In order to strengthen Greek efforts for Macedonia, the Hellenic Macedonian Committee was founded in 1903 by Stefanos Dragoumis and functioned under the leadership of wealthy publisher Dimitrios Kalapothakis. Its members included many Greek notables in addition to the fighters. Among its members were Ion Dragoumis and Pavlos Melas.[28] Its fighters were known as Makedonomachoi ("Macedonian fighters").[29]

Under these conditions, in 1904 a vicious guerrilla war broke as response of IMRO activities between Bulgarian and Greek bands within Ottoman Macedonia. The Bishop of Kastoria, Germanos Karavangelis, who was sent to Macedonia by Nikolaos Mavrokordatos, the ambassador of Greece, and Ion Dragoumis, the consul of Greece in Monastir, realised that it was time to act in a more efficient way and began to organise the intensification of the Greek opposition.

While Dragoumis concerned himself with the financial organisation of the efforts, the central figure in the military struggle was the very capable Cretan officer Georgios Katechakis.[30] Bishop Germanos Karavangelis travelled to raise morale and encourage the Greek population to take action against the IMRO. Many committees were also formed to promote the Greek national interests.

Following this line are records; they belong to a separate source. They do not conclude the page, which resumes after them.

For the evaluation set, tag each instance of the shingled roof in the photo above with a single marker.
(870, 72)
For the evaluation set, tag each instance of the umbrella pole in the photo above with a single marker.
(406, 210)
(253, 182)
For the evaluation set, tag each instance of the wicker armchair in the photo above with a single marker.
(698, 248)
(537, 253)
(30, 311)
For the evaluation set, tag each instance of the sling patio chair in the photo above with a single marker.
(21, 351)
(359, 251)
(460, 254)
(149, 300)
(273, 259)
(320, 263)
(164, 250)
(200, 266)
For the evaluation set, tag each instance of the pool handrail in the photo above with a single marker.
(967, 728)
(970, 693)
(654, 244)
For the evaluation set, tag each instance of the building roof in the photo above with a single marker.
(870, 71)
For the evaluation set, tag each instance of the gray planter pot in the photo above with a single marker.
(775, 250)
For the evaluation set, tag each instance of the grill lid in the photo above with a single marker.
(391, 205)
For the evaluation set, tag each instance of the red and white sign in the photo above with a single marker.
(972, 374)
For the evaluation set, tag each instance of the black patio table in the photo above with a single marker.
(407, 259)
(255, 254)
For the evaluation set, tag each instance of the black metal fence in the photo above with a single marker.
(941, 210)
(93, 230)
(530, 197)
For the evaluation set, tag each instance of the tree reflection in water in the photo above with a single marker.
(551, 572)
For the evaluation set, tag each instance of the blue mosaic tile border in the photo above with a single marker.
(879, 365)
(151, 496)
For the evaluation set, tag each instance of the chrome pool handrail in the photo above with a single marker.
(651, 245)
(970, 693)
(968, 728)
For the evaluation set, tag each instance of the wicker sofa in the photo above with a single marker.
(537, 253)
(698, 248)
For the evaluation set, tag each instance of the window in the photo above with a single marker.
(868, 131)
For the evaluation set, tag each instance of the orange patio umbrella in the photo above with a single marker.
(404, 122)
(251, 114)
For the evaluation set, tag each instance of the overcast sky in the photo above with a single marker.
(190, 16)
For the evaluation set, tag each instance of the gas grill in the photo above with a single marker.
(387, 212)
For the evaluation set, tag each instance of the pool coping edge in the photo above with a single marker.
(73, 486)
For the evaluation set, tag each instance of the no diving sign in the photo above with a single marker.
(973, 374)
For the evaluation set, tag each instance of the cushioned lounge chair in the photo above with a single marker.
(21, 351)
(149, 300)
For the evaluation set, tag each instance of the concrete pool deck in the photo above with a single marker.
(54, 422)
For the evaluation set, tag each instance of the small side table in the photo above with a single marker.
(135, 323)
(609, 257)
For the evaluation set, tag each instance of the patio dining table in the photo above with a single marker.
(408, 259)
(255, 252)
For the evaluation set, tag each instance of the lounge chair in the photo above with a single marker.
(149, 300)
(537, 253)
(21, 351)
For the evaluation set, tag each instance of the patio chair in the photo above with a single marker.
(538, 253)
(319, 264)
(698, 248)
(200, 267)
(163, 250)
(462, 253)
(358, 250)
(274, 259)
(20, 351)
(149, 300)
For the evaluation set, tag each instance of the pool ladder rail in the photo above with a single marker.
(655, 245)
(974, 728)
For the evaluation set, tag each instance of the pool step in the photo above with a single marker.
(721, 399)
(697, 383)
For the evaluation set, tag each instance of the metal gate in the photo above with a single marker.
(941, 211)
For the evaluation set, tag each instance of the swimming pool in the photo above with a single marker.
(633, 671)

Katechakis and Karavangelis succeeded in the recruitment and organization of guerrilla groups that were later reinforced with volunteers from Greece. Volunteers often came from Crete and the Mani area of the Peloponnese. They even recruited former IMRO members, taking advantage of their political and/or personal disputes within the organisation. Additionally, officers of the Hellenic Army were encouraged to join the struggle to provide experienced leadership, as many had served in the Greco-Turkish War of 1897. The officers who elected to join provided a logistical advantage to the Makedonomachoi. The Macedonian Greeks, however, would form the core of the fighting force and proved to be the most important fighters due to their knowledge of the region's geography and some possessing knowledge of the Bulgarian language. Many local Greeks, such as Periklis Drakos, were also involved in the smuggling and stashing of weapons and ammunition around the region.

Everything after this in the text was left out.